Notables spearheading the open access band-wagon include the US National Institutes of Health (NIH), the European Research Council (ERC), Italy’s Istituto Superiore di Sanità (National Institute of Health), the Irish Research Council for Science, the National Research Council Canada, the Wellcome Trust, Harvard’s Faculty of Arts and Sciences (FAS), and the Stanford School of Education.
Furthermore, 260 institutions and organizations have signed onto the Berlin Declaration (2003) which demands that signatories 'require their researchers to deposit a copy of all their published articles in an open access repository, and encourage their researchers to publish their research articles in open access journals where a suitable journal exists (and provide the support to enable that to happen).'
Given that most universities in the UK are public institutions, we believe that there is going to be increasing pressure—if not an outright directive— from the government and funding councils to make research results publicly available via open access platforms.
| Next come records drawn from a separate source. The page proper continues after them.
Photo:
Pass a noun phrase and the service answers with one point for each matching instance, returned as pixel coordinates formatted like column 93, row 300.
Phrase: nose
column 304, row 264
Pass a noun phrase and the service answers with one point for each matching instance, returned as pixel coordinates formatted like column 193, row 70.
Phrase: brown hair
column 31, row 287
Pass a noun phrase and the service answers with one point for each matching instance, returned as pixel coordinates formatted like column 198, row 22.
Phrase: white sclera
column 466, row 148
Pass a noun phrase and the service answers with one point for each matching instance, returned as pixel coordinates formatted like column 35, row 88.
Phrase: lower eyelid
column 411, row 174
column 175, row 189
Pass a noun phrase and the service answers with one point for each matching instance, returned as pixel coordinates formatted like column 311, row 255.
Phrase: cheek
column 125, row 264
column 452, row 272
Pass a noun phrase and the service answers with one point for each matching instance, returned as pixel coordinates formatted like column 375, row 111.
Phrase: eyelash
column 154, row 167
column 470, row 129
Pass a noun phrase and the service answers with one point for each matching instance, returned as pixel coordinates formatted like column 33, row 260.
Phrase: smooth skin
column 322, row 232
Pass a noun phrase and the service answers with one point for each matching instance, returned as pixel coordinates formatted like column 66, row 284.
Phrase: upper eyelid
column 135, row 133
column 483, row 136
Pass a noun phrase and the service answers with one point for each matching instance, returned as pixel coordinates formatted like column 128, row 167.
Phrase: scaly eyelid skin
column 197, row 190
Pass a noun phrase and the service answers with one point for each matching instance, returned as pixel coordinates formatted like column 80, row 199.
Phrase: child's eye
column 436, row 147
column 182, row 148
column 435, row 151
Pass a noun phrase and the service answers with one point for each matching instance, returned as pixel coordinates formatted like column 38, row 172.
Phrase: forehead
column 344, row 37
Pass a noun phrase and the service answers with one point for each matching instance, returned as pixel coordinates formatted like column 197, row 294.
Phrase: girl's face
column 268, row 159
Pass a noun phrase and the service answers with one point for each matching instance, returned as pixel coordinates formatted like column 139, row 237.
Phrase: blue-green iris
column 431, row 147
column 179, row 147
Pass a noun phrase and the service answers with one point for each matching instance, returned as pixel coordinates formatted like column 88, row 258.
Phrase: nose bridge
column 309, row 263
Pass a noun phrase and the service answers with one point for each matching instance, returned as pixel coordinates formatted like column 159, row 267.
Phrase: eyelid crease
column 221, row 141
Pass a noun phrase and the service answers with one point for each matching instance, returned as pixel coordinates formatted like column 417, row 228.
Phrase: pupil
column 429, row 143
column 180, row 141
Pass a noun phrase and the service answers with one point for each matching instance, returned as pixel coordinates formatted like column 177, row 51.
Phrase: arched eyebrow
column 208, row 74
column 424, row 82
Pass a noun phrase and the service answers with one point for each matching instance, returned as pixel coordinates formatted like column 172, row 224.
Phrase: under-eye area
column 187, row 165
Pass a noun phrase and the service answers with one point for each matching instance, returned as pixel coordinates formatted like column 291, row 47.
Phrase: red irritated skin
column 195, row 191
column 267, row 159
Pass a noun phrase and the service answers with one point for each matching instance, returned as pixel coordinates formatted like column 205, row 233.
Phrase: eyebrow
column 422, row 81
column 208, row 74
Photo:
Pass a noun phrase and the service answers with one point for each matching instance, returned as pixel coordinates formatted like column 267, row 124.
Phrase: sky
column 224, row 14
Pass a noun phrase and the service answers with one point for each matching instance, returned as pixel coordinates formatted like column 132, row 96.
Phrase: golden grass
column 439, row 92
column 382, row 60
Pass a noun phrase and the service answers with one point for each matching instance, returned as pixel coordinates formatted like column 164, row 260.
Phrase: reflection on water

5. Growth in Open-Access Publishing
Phil Pochoda (2008)—Director of the University of Michigan Press-- has argued that ‘the stick of the failing scholarly print model coupled with the many attractions of the digital carrot is leading inexorably to a fundamental reconfiguration of scholarly…publishing.’ (34). This is evidenced by a rapid proliferation in the number of journals—particularly in the natural sciences—that have moved to some form of open access publishing.
Suber 2009 has stated that ‘OA [open access] journals and repositories proliferated faster in 2008 than in any previous year. In 2008 the Directory of Open Access Journals grew by 812 peer-reviewed OA journals, or 27%. Last year it grew by 486 journals or 19%...It now lists a total of 3,812 peer-reviewed OA journals’ (Suber 2009). From a longer term perspective, Bjork and Hedlund (2009) provide figures that show a growth in open access journals from 350 in 2003 to close to 3500 in January 2009.
We are still at the very early stages of our research, but the trends we've outlined above send a clear message that current models of scholarly publishing where governments and funding bodies pay academics to do research and academics provide all the research, writing, and managerial labor for private publishing firms at no cost for the opportunity to be published in prohibitively expensive journals that only other academics are prepared to read, is no longer sustainable. Open access publishing is the first step towards re-embedding universities and academic research into society.